Bush’s bumbling foreign policy. That analysis surgically removes from the foreign policy equation subsequent actions by Mr. Obama that have destabilized the entire Middle East, but let that go.
In what important respects does the Obama-Clinton Libyan
operation differ from Mr. Bush’s Iraq misadventure? Republican cynics ight say
that no American ambassadors was subject to the indignity of murder in Mr.
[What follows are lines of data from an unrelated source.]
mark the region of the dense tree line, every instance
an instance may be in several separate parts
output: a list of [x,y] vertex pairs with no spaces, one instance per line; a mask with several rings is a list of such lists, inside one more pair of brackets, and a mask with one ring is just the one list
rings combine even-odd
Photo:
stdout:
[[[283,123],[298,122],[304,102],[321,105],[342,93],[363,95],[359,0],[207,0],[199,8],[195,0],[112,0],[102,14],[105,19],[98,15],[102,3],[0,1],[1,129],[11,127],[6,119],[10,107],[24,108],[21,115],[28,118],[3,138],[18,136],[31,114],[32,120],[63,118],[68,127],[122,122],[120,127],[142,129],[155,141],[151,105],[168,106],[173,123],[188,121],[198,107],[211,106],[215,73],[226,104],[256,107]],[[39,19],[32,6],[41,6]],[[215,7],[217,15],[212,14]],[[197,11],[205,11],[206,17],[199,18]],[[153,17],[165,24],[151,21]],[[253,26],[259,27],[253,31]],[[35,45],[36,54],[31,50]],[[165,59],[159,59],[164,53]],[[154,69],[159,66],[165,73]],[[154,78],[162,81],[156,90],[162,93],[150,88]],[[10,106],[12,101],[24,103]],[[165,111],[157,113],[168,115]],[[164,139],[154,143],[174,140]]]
Bush’s failed attempt to establish democracy in Iraq. In most respects, the
narrative in both cases is eerily similar: A dreaded tyrant is overthrown and
replaced with a more tolerable but incompetent boob; the boob does booby things
and soon incurs the enmity of his theological opponents who, being Islamic
terrorists, a designation fiercely resisted by the wall-eyed boobs in
Washington, begin to sack towns, burning Christian churches and beheading
infidels along the way.
At some point in her presidential campaign, Mrs. Clinton
will be forced to justify a gun-running operation that resulted in the death of
an ambassador and consulate personnel, the presence of ISIS in Syria and
northern Iraq, the alienation of
affections of Israel Prime Minister Benjamin Netanyahu, the part she played in permitting Russian
President Vladimir Putin to corner the plutonium market following his seizure
of a large chunk of Ukraine, the money-grubbing role she played in shuttling
foreign cash into the Clinton Foundation when she was Secretary of State and,
not last or least, there is the case of the hacked private server she kept
under Secret Service guard in her mansion in Chappaqua.
The Clintons have a past that includes offenses far more
severe than the acquisition of speeding tickets, and as William Faulkner once
said: The past is not over; it is not even past.
In endorsing the scandal scarred Mrs. Clinton, Mr. Malloy
and the members of Connecticut’s U.S. Congressional Delegation, Democrats all,
implicitly assent to what she has done and failed to do, said and failed to say,
during her long career as the wife of the Governor of Arkansas, First
Lady during the administration of President Bill Clinton, U.S. Senator from New
York and United States Secretary of State. The experience Mr. Malloy so admires
will be sifted and measured in the upcoming Presidential campaign by people
whose nose for news may be sharper than his own.